○ The main points of this article Note that overfitting has been reproduced Overfitting: It can handle learning data, but it cannot handle unknown data. Feeling that there is no application power.
How to check model overfitting and overfitting
from sklearn.datasets import load_boston
from sklearn.svm import SVR
from sklearn.metrics import mean_squared_error
from sklearn.metrics import r2_score
import matplotlib.pyplot as plt
from sklearn.model_selection import train_test_split
%matplotlib inline
#Data preparation.

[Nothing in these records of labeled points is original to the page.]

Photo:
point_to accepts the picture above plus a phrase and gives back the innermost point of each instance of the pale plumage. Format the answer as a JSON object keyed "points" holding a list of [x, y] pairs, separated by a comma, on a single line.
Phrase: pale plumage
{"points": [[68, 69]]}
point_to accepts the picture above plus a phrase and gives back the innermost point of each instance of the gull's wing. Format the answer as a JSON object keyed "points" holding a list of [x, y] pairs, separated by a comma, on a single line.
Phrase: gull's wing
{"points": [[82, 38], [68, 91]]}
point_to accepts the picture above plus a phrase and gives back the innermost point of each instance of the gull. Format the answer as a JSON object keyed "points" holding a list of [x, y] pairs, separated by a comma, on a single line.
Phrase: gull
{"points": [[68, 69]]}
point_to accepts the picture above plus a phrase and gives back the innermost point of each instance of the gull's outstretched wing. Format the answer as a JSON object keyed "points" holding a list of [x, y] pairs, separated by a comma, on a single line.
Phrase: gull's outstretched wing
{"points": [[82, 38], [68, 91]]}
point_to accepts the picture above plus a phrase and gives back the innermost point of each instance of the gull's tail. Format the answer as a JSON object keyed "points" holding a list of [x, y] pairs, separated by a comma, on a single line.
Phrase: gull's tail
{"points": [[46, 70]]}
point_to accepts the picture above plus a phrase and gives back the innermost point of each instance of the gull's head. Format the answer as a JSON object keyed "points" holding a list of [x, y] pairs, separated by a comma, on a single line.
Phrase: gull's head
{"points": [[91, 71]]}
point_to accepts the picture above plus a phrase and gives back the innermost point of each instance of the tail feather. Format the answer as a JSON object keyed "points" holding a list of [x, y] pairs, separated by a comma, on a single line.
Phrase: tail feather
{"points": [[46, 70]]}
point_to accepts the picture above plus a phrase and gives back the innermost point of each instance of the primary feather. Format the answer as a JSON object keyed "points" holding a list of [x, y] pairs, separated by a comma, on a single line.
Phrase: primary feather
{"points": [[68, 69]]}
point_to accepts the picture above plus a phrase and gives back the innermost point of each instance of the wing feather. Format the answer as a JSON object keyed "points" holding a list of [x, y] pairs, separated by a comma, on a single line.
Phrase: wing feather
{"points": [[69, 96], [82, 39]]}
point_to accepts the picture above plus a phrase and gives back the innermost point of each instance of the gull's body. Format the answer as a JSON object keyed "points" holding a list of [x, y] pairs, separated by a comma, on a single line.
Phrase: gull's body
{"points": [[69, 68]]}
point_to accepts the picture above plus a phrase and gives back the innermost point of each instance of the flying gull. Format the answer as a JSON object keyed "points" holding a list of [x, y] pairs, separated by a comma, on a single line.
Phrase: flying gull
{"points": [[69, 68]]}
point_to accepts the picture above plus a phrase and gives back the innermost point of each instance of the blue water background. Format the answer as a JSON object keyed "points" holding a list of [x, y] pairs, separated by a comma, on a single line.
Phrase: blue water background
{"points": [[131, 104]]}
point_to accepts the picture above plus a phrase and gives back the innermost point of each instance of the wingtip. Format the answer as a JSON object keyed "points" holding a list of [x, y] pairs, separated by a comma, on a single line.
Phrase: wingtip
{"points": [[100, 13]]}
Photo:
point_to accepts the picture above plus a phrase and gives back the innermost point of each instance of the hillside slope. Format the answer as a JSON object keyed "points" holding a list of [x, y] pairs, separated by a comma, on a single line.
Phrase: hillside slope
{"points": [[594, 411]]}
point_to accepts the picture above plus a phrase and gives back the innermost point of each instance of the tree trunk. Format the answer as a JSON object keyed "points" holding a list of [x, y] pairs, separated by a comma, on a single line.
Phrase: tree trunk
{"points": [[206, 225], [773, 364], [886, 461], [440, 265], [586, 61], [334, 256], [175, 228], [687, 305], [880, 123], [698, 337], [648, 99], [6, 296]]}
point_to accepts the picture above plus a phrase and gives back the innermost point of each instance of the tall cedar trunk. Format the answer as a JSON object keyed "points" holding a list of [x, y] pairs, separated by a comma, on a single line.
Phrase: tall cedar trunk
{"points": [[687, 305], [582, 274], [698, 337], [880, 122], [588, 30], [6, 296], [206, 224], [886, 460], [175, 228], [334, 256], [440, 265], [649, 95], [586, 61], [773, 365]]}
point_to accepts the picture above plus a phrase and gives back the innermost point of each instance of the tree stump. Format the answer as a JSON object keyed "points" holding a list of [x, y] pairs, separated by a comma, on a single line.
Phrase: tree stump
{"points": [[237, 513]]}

Boston Home Prices
data = load_boston()
X = data.data[:, [5,]] #Extract only the number of rooms as explanatory variables
y = data.target
#Separated into training data and test data
train_X, test_X = X[:400], X[400:]
train_y, test_y = y[:400], y[400:]
#SVR with modified hyperparameters(Support vector machine (kernel method))Learning at
model_s = SVR(C=1.0, kernel='rbf') #Uses rbf kernel with regularization parameter 1
model_s.fit(train_X, train_y)
#Prediction using learning data
s_pred = model_s.predict(train_X)
#Prediction using test data (prediction for unknown data)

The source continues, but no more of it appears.